When season three of Homeland starts on Showtime this fall, the CIA is dealing with the fallout from the Langley bombing in the second season finale– which basically means Saul (Mandy Patinkin) has to hire new, green agents because there are very few left, Carrie (Claire Danes) is raging about being on her meds and therefore missing things and now having no one believe her that Brody didn’t do it, and Brody himself (Damian Lewis) is missing in action, in hiding, while his family has to pick up the pieces of their shattered lives.
“Carrie is always sitting on her own personal ticking bomb,” Danes addressed critics, LA TV Insider Examiner included, “and it’s just an impossible dilemma because she is not great on the meds, and she’s even worse off of them, but there’s a really great sweet spot in the middle of those two states that she’s always trying to land on [where] she’s exceptionally high-performing, and we get to enjoy her trying to find that balance.
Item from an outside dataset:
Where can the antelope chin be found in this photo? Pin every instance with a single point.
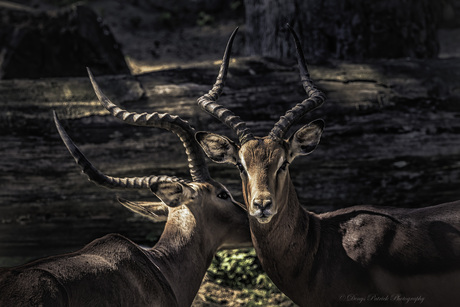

It’s pretty bleak int he beginning. She’s gone off her meds for all sorts of reasons that she believes strongly in.”
As a result of Carrie’s decisions to attempt to take charge of her life through a new doctor, meditation, and running six miles a day instead of more socially accepted forms of treating bi-polar disorder, she finds herself in “isolation” for a good chunk of the season. This is a result not only of her own actions and behaviors, though, but also decision Saul makes that not only kicks her while she’s down but also kind of throws her under the bus.
“One of the themes of season three is the costs that are inacted [and] Saul and Carrie are the prime examples of that this season. As a result of the attacks last year, the CIA itself is on trial [and] Saul finds himself in a very unique and difficult position than he’s ever been in before, that is in the director’s chair,” executive producer Alex Gansa said.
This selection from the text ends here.